Memang lebih terpolarisasi ketimbang negara-negara eks Soviet lainnya mengingat Kazakhstan memiliki proporsi penduduk etnis Russia lumayan besar sampai mencapai 15 persen dari total 19,4 juta penduduk negeri ini.

Akan halnya Azerbaijan, negara ini kerap berseberangan dengan Russia. "Opini publik di Azerbaijan sejak lama mengkhawatirkan ancaman imperialisme Russia," kata Murad Muradov dari lembaga think tank Azerbaijan, Topchubashov Centre.

Azerbaijan, Georgia, Ukraina dan Moldova saling mendukung dalam setiap sengketa teritorial yang mereka hadapi, termasuk ketika Azerbaijan dan Armenia bersengketa dalam isu Nagorno Karabakh.

Tiga dari keempat negara itu memiliki kantong-kantong etnis Russia yang acap menjadi pintu masuk bagi Russia untuk mengintervensi mereka, seperti saat ini terjadi di Ukraina dan Georgia pada 2008.

Keempat negara sepertinya berusaha lepas dari pengaruh Russia, sampai membentuk Organisasi untuk Demokrasi dan Pembangunan Ekonomi GUAM (Georgia, Ukraina, Azerbaijan dan Moldova) pada 2001.

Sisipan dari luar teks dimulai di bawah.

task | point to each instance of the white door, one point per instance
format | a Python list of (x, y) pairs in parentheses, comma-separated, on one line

GUAM kebalikan dari Collective Security Treaty Organization (CSTO) yang beranggotakan Russia, Belarus, Armenia, Kazakhstan, Kyrgyzstan, dan Tajikistan.

Amanat UUD 1945

Hampir semua anggota GUAM menghadapi masalah separatisme di wilayah-wilayah berpenduduk mayoritas etnis Russia.

Ukraina di bagian timurnya di Donbas, Georgia di Abkhaziadan Ossetia Selatan, dan Moldova di Transnistria, sedangkan Azerbaijan menghadapi masalah di Nagorno Karabakh yang mayoritas penduduknya etnis Armenia.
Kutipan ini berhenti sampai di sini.